Y no es percepción. Allí están los testimonios:

“Un policía capitalino que actuó el pasado primero de diciembre, asegura que sus compañeros pasaron de la contención a las detenciones en la avenida Juárez, cuando por radio se les informó que debían realizarlas por orden directa de Marcelo Ebrard, todo, en un vacío de mando…”. (Homozzaping, 10/XII/2012).

De esa orden de Ebrard se pasó a las detenciones arbitrarias:

Antonio Belmont, de 43 años de edad, fue detenido cuando trató de impedir que policías siguieran golpeando a… ¡una anciana! “Vi cuando lo golpearon, lo subieron a una camioneta y ya no supe más”, narra su esposa.

Alejandro Noriega, de 20 años: “Caminaba con una amiga por el Eje Central cuando fui detenido sin recibir explicación alguna”.

Angélica Zepeda: “Nos decían que no íbamos a salir de prisión porque éramos enemigos públicos número uno…”

Estos son los inocentes. Pero, ¿dónde están los verdaderos culpables? A la luz de los hechos, ¿los 14 que enfrentan juicio son, en realidad, los responsables del 1D?

Y más: la versión de que hubo infiltrados en las protestas y que son los directamente responsables de la alta escalada de violencia, es insoslayable. Allí queda el testimonio de Ángel Ulises Peralta, ya liberado:

“Tuve tiempo de observar a los ‘halcones’. Eran hombres que traían un distintivo, una cadena con eslabones muy grandes, yo vi como a quince, estaban por todos lados, tenían la cadena en el cuello, enredada en las manos, en la cintura…”

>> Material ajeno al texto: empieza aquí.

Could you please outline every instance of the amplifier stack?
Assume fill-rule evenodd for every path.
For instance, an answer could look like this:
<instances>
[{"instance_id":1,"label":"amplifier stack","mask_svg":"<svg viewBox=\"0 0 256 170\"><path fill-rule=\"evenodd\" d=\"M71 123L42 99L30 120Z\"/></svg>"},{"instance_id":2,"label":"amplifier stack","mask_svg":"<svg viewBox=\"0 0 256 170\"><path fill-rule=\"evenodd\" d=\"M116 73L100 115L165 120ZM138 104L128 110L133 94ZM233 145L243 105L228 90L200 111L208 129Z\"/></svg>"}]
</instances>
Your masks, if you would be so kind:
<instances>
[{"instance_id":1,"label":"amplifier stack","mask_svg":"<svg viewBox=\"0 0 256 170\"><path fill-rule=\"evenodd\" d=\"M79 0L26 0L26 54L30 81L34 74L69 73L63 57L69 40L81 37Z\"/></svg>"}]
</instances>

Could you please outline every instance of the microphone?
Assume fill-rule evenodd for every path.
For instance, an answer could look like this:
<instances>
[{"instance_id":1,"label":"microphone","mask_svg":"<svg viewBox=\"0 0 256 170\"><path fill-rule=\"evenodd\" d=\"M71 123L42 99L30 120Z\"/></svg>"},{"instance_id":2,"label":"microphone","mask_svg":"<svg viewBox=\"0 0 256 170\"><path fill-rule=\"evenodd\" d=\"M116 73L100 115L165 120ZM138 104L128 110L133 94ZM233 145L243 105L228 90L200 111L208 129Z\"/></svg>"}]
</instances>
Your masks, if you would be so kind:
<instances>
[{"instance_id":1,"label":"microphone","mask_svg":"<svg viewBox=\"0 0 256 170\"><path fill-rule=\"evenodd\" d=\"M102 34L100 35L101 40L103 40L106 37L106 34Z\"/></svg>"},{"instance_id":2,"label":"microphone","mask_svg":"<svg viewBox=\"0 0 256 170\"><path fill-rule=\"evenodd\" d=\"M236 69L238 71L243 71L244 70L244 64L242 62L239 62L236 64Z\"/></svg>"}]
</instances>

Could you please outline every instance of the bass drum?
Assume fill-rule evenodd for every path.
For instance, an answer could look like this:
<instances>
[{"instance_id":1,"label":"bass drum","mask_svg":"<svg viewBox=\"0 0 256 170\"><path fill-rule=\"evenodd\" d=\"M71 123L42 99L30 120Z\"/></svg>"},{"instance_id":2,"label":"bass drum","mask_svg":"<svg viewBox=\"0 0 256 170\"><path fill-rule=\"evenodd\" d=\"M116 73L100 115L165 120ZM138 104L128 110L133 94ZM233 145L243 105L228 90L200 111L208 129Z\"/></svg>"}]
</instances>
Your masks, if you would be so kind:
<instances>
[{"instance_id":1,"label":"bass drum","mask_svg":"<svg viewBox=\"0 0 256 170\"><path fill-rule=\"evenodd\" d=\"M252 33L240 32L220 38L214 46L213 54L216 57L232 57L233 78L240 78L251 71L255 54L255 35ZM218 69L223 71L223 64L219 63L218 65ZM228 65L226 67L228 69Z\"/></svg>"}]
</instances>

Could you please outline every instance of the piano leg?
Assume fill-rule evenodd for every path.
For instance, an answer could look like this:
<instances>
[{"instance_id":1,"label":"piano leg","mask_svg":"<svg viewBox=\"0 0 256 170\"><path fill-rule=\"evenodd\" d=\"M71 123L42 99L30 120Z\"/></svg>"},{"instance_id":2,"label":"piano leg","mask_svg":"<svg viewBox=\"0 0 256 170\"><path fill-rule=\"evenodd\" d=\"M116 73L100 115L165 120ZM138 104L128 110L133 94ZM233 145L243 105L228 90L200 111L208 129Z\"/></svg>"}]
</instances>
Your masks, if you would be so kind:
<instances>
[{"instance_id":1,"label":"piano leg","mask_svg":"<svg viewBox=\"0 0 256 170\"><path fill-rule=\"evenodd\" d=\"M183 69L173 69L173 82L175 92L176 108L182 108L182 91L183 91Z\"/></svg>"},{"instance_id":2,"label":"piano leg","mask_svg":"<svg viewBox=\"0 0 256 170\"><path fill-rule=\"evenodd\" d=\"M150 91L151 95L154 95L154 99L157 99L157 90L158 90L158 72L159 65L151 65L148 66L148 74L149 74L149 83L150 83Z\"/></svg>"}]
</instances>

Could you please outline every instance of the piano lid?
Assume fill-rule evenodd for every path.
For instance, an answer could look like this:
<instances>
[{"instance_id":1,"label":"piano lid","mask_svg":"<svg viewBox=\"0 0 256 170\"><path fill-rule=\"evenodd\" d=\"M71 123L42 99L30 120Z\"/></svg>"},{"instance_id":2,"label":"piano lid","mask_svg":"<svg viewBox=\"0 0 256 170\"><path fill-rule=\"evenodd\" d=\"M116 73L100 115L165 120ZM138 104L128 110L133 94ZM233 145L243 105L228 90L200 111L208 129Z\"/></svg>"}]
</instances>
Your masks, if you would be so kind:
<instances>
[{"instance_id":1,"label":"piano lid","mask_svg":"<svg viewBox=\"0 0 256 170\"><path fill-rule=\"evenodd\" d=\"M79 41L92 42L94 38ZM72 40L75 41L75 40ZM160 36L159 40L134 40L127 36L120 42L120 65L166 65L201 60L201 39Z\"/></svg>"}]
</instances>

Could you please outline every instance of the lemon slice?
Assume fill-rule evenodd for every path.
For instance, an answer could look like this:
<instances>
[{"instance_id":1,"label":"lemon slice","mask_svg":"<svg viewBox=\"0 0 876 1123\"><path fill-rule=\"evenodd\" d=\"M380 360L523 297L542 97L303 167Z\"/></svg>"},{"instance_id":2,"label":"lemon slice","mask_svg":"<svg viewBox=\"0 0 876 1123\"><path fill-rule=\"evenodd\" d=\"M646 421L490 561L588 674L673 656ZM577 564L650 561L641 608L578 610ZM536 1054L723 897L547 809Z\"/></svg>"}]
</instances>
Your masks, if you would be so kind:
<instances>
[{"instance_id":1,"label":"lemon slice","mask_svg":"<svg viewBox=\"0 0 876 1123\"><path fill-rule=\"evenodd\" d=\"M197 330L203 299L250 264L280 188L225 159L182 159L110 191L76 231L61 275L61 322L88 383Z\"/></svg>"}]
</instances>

Marcelo Ebrard debe explicar por qué se actuó el 1D contra inocentes; dar razones de la ausencia de una estrategia de seguridad eficaz en el DF, en un día de alto riesgo, y responder ante la infiltración de grupos de choque.

Porque algo sucede con el falso izquierdista cuando hay emergencias. Lo vimos en Tláhuac, durante las inundaciones y, ahora, con el 1D.

Y como la ética tampoco es su fuerte, seguramente seguirá escondido. El problema ahora es de Mancera.

Mientras, los verdaderos culpables de la revuelta social del 1D están en su casa.

ARCHIVOS CONFIDENCIALES

AERONAVES. Primero Mouriño. Luego Blake. Ahora Jenny Rivera. A la impericia humana, la falta de revisión rigurosa en vuelos privados sigue causando tragedias. ¿Quién sigue?

IEDF. Cecilia Rivadeneyra Pasquel —candidata independiente de partidos— se perfila como la consejera ciudadana dentro de la renovación de ese Instituto Electoral. A ver si la dejan llegar.